I know this is a fairly common question, but I haven't found an answer that satisfies me.

I've been using django rest framework for a while now, but this is mostly irrelevant other than the example given. Its default behaviour is to return an HTTP 200 with an empty list resource when accessing a route with an empty list of items. E.g.: if we had a route such as /articles/ to access a list of articles but it contained no items we would get a response like the following json:

{"count":0, "next":null, "previous":null, "items": []}

Which is perfectly fine. We found the resource we were looking for at /articles/, it just happens to have no items in it.

If we access the route /articles/?page=1, we get the exact same response.

So far so good. Now we try to access /articles/?page=2, and the response code changes. Now get get a 404 as if the resource could not be found with an error message saying that the page contains no results. Which is the same case as with ?page=1...

I was perfectly ok with this behaviour, but today I started questioning this design. How is the ?page=1 case different than ?page=2 ? And what's more, how could you tell if the request was "valid" when issuing a HEAD request? Valid in the sense of containing any results.

This could be useful in cases like filtering a list checking the availability of a certain field (for example, issuing a HEAD request to /users/?username=ted).

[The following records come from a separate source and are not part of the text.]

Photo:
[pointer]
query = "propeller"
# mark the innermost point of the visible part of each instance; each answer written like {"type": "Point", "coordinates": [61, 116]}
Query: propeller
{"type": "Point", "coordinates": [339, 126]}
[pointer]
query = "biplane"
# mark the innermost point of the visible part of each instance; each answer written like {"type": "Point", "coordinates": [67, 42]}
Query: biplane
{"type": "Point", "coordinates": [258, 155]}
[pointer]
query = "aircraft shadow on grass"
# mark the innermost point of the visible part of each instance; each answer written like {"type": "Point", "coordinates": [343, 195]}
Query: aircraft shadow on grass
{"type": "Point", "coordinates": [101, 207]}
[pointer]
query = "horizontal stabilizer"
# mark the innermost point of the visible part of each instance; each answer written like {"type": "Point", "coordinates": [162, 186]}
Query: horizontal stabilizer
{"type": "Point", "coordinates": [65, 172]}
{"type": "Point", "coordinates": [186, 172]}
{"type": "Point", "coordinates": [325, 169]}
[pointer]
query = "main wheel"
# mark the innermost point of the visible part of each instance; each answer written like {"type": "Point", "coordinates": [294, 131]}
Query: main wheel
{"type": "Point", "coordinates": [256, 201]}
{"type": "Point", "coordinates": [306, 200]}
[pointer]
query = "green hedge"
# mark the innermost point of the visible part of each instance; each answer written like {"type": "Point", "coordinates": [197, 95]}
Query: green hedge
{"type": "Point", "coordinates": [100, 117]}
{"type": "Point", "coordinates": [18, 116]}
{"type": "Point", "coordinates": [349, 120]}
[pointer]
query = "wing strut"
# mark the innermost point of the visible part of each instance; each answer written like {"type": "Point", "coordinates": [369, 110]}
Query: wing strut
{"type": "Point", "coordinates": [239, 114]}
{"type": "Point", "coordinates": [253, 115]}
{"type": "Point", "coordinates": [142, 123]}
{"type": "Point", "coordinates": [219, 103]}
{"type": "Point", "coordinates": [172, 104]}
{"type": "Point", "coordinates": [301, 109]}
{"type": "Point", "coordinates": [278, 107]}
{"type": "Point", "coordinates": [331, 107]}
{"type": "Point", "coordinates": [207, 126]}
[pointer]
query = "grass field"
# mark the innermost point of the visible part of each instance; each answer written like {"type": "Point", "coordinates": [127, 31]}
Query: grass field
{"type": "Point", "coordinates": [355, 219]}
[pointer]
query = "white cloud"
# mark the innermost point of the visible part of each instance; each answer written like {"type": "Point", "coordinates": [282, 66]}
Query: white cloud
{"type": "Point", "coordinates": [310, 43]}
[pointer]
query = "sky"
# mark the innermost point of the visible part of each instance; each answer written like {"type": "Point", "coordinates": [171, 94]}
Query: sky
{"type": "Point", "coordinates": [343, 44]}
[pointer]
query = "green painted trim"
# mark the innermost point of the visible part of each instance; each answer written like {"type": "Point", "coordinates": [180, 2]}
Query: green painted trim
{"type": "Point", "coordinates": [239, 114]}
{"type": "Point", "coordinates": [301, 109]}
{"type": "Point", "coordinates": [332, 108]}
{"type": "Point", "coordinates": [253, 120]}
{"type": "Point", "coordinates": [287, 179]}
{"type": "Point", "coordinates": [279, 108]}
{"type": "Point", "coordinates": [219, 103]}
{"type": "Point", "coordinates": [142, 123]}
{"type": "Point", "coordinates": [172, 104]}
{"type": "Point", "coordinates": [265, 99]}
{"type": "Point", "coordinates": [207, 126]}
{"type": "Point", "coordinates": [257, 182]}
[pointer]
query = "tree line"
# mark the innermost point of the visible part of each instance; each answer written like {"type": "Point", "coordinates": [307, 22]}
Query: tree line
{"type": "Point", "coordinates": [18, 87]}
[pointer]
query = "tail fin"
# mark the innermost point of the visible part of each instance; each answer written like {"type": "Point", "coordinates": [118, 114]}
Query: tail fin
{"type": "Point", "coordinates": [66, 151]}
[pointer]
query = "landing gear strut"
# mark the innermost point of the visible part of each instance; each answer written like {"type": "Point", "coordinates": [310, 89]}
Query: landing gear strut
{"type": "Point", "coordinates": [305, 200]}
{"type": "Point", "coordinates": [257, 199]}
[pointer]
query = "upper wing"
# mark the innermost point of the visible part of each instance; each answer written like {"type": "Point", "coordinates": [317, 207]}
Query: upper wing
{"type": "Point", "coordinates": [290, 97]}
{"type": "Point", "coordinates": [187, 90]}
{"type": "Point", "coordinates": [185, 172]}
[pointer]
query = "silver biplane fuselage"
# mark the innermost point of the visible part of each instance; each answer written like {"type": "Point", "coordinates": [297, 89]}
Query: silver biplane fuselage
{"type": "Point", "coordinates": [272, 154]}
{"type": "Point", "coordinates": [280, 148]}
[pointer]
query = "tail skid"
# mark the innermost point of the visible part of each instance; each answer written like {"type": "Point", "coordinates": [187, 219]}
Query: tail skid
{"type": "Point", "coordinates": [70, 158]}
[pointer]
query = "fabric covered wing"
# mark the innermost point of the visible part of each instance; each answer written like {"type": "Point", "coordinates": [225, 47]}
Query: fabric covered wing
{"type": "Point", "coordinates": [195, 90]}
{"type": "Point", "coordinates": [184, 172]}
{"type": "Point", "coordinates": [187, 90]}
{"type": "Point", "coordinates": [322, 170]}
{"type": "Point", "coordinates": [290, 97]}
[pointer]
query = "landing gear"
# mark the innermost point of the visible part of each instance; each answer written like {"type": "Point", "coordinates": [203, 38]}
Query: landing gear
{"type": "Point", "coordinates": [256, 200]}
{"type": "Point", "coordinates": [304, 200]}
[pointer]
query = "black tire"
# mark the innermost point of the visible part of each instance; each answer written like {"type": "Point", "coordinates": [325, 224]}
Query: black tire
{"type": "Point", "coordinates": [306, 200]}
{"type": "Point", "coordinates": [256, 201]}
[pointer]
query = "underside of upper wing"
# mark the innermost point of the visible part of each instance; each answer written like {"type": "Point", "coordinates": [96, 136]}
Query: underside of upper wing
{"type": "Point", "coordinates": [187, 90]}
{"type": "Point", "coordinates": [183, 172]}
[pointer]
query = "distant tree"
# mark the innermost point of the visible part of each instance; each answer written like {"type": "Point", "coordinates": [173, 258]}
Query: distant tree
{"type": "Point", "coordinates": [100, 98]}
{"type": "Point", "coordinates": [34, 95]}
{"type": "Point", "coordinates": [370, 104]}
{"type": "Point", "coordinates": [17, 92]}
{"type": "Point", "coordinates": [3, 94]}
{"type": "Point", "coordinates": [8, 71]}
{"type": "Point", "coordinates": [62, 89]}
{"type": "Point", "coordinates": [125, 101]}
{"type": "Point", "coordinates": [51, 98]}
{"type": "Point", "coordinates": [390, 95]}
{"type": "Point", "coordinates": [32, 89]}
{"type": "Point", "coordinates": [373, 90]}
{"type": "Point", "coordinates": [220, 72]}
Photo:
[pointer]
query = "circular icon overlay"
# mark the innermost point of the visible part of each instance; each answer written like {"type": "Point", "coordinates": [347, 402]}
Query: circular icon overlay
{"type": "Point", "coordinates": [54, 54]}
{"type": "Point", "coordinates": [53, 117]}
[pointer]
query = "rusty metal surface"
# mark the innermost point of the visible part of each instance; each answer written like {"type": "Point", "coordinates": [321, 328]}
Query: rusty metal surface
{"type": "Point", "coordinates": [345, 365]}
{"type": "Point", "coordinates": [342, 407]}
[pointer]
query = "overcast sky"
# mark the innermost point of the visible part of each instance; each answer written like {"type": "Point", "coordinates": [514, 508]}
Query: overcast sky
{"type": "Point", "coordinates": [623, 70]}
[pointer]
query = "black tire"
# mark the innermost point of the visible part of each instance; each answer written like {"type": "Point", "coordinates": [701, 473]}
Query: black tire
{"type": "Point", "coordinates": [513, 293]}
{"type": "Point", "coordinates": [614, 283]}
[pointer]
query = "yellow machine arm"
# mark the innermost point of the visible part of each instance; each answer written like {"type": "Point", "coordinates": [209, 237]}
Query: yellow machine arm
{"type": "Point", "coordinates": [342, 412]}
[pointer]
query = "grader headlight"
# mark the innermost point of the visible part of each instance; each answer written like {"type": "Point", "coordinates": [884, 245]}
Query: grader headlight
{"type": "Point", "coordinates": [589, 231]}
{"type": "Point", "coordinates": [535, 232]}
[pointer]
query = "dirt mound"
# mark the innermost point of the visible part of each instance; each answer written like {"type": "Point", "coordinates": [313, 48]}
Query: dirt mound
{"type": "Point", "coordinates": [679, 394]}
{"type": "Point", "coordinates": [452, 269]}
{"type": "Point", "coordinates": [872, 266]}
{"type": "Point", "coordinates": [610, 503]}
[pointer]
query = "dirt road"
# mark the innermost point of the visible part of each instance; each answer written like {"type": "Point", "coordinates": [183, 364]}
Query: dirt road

  • A 200 response would clearly mean the request was understood and items were found.
  • A 404 would mean the request was understood, but no items were found at that location/URI (AFAIK the query parameters are also part of the URI)
  • In case the request could not be understood a 400 would be returned for syntactic errors, and a 422 for semantic errors.

Is this a good design? Why do most people seem to disagree with it and what drawbacks are there in it?

回答1:

I would go for 200 because the resource is articles. While querying for ted in users the same applies, users is the resource and as long it is there, a 200 is okay from my point of view. If you would GET users/ted a 404 would be as good as a 410 (GONE) if a user named ted was there in the past (may better applies to articles than users).



回答2:

  1. Because we are ok with an empty page1, not ok with an empty page2.

This is driven by the UI consideration (page1 must exist!), nevertheless, it decides the response code.



回答3:

200 simply means the request has succeeded. The information returned with the response is dependent on the method used in the request, for example: GET an entity corresponding to the requested resource is sent in the response;

HEAD the entity-header fields corresponding to the requested resource are sent in the response without any message-body;

POST an entity describing or containing the result of the action;

TRACE an entity containing the request message as received by the end server. 404 - The server has not found anything matching the Request-URI - In this case I think it means we did not find the page that articles would have been listed on. So 200 it is. - but perhaps understand what is being returned and format a message that 0 article have been returned.